Se tournant face au mur, il pressa sa main gantée sur le bouton d’appel. Quand la cabine appelée apparut, il installa un scanner sur son clavier de contrôle.

— D’après la mémoire de la cabine, elle est descendue jusqu’au niveau deux. Si nous ne parvenons pas à trouver des indices là-bas, il nous faudra remonter un à un les niveaux jusqu’à dénicher quelque chose.

Le turbo-ascenseur était juste assez grand pour Dyne, ses collègues, Mace, Shaak Ti, les deux amiraux d’équipe et une paire de droïdes sondes. En communication par comlink avec les soldats restés en dehors du bâtiment, Valiant leur ordonna de se rendre jusqu’au soubassement deux, mais les avertit de rester éloignés du turbo-ascenseur est, ainsi que des couloirs et tunnels attenants.

Les droïdes sondes sortirent de la cabine en premier, pour aussitôt déployer un écran de fumée dans les deux directions. L’un d’eux n’avait pas avancé de cinq mètres qu’il s’immobilisa en l’air et commença à faire jouer ses éclairages de détection sur la surface du sol.

— Des empreintes de pas, leur expliqua Dyne avec enthousiasme. Nous n’avons pas perdu sa trace.

Faisant un pas prudent hors de la cabine, il suivit le droïde sonde jusqu’à l’entrée d’un large tunnel. Lorsque les droïdes eurent fini d’en explorer les abords, Dyne se tourna vers Mace, qui attendait avec les autres devant le turbo-ascenseur.

— Les empreintes disparaissent ici. À partir de là, notre inconnu a utilisé un véhicule – certainement à répulseur, même si les droïdes ne détectent aucune émission fantôme.

Mace et Shaak Ti rejoignirent Dyne et ses coéquipiers à l’entrée du tunnel.

Shaak Ti scruta les ténèbres.

— Où est-ce que ça conduit ?

Dyne consulta une holocarte.

— Si l’on est prêt à faire confiance à une carte plus vieille que n’importe lequel d’entre nous, ce tunnel est connecté à tous ceux qui parcourent le sous-sol des Usines – jusqu’aux immeubles adjacents, aux fonderies, à un terrain d’atterrissage provisoire… Il doit y avoir des centaines d’embranchements.

— Oubliez les embranchements, dit Mace. Jusqu’où mène celui-là ?

Dyne fit apparaître toute une série d’affichages et les étudia en silence. Finalement, il reprit la parole :

— Le tunnel principal conduit à la limite occidentale du District Sénatorial.

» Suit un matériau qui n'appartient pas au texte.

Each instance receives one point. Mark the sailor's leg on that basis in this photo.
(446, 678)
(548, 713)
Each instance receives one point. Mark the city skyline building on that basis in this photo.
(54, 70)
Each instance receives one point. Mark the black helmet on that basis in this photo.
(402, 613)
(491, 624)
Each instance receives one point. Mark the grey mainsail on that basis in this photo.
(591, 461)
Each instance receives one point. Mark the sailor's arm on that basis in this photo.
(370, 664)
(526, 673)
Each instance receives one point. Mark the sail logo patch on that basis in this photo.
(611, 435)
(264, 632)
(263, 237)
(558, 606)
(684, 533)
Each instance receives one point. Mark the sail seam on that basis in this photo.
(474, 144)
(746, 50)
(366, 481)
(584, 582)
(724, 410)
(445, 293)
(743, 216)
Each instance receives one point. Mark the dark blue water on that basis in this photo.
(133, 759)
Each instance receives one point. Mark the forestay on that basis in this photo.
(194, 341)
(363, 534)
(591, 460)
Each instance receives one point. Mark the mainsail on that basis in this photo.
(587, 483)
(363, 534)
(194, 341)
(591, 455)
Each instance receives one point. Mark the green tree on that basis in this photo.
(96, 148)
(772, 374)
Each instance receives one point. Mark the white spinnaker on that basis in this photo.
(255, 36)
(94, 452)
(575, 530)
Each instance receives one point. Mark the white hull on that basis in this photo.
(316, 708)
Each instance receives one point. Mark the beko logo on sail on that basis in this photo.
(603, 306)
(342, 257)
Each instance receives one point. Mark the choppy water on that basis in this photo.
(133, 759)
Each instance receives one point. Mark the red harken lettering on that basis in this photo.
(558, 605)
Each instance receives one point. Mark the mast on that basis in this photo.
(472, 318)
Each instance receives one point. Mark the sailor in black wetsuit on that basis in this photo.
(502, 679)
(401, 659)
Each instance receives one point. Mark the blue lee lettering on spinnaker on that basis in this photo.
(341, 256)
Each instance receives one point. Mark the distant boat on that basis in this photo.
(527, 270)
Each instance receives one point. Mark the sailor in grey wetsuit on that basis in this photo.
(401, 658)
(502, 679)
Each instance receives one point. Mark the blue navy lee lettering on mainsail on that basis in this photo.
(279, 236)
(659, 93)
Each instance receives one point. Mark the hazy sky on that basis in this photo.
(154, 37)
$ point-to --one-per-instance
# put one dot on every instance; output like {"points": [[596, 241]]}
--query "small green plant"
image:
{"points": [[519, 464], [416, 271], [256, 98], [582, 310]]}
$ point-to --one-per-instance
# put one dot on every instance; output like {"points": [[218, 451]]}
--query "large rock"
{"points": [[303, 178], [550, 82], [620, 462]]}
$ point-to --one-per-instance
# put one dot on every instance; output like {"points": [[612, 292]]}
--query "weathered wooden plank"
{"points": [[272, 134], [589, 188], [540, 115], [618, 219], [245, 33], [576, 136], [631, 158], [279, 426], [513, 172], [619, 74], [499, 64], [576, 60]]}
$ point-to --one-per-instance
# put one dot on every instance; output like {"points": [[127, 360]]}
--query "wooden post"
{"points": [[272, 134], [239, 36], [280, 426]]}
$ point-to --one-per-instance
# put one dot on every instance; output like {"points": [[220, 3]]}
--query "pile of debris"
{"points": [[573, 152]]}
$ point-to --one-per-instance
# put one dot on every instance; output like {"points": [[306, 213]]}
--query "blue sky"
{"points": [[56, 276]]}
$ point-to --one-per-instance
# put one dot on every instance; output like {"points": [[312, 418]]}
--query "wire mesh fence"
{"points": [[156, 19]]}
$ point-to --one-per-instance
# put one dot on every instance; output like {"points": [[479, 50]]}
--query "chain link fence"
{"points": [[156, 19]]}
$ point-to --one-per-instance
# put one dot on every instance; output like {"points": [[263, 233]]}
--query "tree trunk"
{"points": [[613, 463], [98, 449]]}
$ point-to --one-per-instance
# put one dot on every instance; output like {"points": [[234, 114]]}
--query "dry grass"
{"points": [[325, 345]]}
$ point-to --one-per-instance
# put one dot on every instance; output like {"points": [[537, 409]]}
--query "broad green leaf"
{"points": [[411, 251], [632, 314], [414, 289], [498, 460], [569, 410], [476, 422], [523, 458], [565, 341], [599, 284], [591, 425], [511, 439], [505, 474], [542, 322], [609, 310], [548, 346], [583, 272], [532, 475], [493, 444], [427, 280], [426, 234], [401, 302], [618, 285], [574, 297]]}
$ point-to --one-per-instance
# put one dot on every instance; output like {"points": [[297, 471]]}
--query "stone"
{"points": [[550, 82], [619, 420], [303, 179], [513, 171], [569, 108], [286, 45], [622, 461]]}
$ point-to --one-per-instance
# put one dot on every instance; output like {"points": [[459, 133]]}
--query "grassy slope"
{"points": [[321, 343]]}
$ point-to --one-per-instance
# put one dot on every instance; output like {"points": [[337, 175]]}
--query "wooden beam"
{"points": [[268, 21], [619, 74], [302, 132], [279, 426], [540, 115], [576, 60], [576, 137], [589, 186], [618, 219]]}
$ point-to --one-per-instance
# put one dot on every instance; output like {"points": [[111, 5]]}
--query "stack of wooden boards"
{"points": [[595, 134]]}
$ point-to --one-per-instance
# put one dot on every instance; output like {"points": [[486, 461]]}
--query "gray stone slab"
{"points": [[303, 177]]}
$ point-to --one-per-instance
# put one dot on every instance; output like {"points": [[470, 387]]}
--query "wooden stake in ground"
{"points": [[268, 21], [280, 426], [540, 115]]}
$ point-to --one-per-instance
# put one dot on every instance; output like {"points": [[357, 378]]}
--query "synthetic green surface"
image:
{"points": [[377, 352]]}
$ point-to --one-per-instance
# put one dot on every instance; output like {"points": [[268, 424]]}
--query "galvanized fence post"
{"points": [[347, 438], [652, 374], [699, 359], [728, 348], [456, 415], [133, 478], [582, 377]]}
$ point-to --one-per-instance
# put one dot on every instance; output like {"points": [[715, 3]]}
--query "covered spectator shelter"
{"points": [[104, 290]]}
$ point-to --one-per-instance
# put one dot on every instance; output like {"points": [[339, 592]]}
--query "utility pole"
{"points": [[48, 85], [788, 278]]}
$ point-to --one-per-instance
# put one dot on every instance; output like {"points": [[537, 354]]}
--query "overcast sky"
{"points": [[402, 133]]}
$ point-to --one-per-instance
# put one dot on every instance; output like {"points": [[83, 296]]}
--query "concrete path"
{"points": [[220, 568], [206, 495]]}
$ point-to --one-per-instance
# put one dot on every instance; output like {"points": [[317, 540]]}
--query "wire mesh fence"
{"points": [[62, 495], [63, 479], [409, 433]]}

Mace fit quelques pas dans l’obscurité, puis fit courir ses mains sur le mur carrelé du tunnel.

Des centaines de Sénateurs sous l’influence d’un Seigneur Sith appelé Dark Sidious, avait dit Dooku à Obi-Wan sur Géonosis.

Se tournant pour faire face à Shaak Ti et aux deux amiraux, il dit :

— Nous allons avoir besoin de davantage de troupes.